Jewels, though more personal than paintings, should be treated as great works of art...
Born in Asheville, North Carolina in 1925, David Webb got his start as an apprentice in his uncle’s silver shop prior to moving to New York, where he worked repairing jewelry in Greenwich Village. A charming and talented young man, the social elite were enamored by him and, with the backing of wealthy patron Antoinette Quilleret, he eventually opened his own shop in 1945. He swiftly became successful enough to buy out Quilleret in 1948 and established David Webb, Inc. in 1948.

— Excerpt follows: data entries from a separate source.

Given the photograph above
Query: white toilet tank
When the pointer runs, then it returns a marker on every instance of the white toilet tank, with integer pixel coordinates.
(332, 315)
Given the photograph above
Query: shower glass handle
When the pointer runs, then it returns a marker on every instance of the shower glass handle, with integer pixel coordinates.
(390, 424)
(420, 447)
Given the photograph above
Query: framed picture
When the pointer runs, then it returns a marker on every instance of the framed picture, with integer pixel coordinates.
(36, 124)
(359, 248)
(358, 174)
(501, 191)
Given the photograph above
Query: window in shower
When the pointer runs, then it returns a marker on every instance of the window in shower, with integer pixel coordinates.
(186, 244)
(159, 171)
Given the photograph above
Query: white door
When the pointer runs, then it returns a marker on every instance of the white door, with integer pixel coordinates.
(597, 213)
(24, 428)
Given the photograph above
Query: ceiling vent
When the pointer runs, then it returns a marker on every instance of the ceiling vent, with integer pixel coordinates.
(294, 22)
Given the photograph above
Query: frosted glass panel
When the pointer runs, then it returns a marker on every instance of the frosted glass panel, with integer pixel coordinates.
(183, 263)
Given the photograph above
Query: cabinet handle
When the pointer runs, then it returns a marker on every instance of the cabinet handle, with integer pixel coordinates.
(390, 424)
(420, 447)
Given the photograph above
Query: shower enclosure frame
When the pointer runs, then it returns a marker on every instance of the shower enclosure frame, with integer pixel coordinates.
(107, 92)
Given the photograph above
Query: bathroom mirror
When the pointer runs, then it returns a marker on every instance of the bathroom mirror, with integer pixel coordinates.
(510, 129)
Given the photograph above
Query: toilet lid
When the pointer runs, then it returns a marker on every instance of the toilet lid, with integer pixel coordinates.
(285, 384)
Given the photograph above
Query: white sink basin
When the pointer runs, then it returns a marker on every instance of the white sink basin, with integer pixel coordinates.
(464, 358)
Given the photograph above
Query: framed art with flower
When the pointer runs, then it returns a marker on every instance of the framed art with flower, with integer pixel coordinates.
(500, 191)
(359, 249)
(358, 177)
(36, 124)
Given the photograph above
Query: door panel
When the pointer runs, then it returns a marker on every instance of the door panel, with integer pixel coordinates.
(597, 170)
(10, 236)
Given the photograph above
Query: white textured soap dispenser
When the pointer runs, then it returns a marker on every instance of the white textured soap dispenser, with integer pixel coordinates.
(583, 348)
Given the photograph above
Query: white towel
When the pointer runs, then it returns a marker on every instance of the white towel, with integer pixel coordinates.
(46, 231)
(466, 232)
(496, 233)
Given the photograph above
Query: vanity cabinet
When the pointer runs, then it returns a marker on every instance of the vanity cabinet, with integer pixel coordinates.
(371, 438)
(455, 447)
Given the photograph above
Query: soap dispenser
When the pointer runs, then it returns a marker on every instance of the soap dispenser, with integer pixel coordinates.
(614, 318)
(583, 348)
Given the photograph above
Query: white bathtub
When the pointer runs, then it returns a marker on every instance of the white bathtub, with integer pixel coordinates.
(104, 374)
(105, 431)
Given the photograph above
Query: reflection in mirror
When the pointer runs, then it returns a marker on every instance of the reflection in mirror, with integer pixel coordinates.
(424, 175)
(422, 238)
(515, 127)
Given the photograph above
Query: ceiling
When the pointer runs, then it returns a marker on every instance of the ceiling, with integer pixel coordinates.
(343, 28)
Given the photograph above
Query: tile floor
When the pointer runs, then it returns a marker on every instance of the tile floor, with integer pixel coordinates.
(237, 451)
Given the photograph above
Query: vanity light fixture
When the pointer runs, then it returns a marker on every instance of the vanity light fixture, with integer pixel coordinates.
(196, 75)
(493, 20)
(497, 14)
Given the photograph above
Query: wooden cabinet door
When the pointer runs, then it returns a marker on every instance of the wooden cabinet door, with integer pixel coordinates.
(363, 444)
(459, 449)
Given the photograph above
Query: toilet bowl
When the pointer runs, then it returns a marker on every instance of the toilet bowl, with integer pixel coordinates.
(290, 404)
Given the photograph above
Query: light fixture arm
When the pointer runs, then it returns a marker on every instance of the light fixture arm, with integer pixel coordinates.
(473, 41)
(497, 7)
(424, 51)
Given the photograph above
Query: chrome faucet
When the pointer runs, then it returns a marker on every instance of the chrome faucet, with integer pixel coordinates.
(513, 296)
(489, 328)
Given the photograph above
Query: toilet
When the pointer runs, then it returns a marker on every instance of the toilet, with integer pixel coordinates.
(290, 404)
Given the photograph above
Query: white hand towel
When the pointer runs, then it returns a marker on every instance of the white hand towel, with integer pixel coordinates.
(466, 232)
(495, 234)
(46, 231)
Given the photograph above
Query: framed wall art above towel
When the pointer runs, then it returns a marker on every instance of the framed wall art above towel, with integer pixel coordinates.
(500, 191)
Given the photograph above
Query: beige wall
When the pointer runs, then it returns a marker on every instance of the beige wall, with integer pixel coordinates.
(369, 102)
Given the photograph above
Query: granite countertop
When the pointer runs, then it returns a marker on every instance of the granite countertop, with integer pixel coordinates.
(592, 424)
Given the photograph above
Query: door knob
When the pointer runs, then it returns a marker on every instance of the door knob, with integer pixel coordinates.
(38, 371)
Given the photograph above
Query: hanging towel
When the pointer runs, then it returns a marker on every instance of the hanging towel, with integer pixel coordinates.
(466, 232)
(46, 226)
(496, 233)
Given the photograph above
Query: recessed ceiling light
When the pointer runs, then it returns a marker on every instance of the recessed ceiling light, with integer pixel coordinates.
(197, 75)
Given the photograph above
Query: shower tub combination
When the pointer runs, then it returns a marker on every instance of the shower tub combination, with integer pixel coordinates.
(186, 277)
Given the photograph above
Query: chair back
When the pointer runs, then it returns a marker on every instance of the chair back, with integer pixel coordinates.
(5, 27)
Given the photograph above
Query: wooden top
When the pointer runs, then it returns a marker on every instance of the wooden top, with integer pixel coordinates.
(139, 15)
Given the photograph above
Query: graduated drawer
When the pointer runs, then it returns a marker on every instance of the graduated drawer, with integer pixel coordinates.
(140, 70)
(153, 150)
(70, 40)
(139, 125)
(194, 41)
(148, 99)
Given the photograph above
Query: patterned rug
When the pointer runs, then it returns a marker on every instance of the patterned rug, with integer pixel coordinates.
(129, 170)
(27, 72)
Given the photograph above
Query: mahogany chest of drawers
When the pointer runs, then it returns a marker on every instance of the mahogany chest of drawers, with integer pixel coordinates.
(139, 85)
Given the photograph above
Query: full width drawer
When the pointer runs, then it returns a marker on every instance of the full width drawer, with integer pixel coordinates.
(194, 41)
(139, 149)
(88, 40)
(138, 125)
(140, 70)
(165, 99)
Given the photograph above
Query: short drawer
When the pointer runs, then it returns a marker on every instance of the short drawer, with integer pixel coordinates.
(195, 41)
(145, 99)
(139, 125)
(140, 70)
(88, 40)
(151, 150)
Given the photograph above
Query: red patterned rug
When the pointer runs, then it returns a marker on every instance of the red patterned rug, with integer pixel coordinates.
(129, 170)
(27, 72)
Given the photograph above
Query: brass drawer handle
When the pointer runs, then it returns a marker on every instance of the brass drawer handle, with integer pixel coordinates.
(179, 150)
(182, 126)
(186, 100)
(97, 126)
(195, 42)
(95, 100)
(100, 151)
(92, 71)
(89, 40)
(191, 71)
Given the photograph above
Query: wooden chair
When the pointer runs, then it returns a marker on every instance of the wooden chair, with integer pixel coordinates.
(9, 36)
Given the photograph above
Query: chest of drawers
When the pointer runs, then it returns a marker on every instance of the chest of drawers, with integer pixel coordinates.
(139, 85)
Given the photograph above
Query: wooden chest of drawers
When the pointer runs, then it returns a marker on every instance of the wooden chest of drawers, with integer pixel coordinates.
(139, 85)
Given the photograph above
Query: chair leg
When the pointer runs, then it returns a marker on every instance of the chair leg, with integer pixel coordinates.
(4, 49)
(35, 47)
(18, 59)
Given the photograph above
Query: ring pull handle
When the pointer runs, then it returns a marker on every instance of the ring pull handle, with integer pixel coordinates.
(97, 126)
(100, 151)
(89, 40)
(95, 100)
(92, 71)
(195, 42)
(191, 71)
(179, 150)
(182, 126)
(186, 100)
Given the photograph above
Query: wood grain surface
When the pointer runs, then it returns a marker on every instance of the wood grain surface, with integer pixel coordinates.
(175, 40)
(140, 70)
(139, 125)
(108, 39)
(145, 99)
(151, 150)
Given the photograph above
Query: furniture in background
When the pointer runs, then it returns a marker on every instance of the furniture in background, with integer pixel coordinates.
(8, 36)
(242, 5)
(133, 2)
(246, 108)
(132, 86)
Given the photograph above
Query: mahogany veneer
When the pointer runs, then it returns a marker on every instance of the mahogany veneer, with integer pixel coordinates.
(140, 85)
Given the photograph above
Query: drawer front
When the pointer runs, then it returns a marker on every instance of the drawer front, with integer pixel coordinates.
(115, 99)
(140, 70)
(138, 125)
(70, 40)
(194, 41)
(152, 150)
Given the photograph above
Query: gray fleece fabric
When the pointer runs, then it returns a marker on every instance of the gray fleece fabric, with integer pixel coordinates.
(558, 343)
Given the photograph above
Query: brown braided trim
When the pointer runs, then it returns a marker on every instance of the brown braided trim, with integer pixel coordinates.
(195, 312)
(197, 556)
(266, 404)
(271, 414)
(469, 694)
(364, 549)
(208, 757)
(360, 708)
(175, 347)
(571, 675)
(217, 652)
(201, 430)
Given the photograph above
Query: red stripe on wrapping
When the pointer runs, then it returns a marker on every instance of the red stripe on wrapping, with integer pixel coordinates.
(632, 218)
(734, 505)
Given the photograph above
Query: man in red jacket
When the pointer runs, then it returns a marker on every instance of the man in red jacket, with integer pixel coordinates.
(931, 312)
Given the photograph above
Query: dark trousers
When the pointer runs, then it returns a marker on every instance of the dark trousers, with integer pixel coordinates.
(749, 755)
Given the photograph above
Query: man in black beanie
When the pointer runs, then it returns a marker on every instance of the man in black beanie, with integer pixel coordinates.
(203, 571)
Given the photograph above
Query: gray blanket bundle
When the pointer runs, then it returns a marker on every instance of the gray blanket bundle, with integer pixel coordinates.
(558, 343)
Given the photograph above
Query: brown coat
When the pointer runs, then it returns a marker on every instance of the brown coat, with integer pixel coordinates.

Webb was a self-taught jewelry designer and developed his unique style through years of studying ancient jewels from Greece, Mesopotamia, and Central and South America, as well as traditional jewelry styles from China and India. These sources, coupled with the contemporary trends emerging in American and European jewelry—especially the figural and natural themes of industry titan Cartier and their creative director Jeanne Toussaint—led Webb to develop his own visionary motifs that propelled his company to immense success.
His bold, colorful designs could be seen on some of the most influential jewelry collectors of the 20th century, including Jacqueline Kennedy Onassis, Diana Vreeland, Elizabeth Taylor, and Ava Gardner. Webb’s animal-themed jewels were especially popular: the Duke of Windsor purchased an enameled frog bangle for his wife in 1964, and Diana Vreeland was particularly fond of her dramatic and bold zebra bangle. Tragically, Webb’s life was cut short by pancreatic cancer at 50 years old. Despite such a monumental loss, the company continued and today remains one of the most important jewelry firms in the world, producing imaginative and bold jewels from the workshop above Webb’s flagship store on Madison Avenue in New York.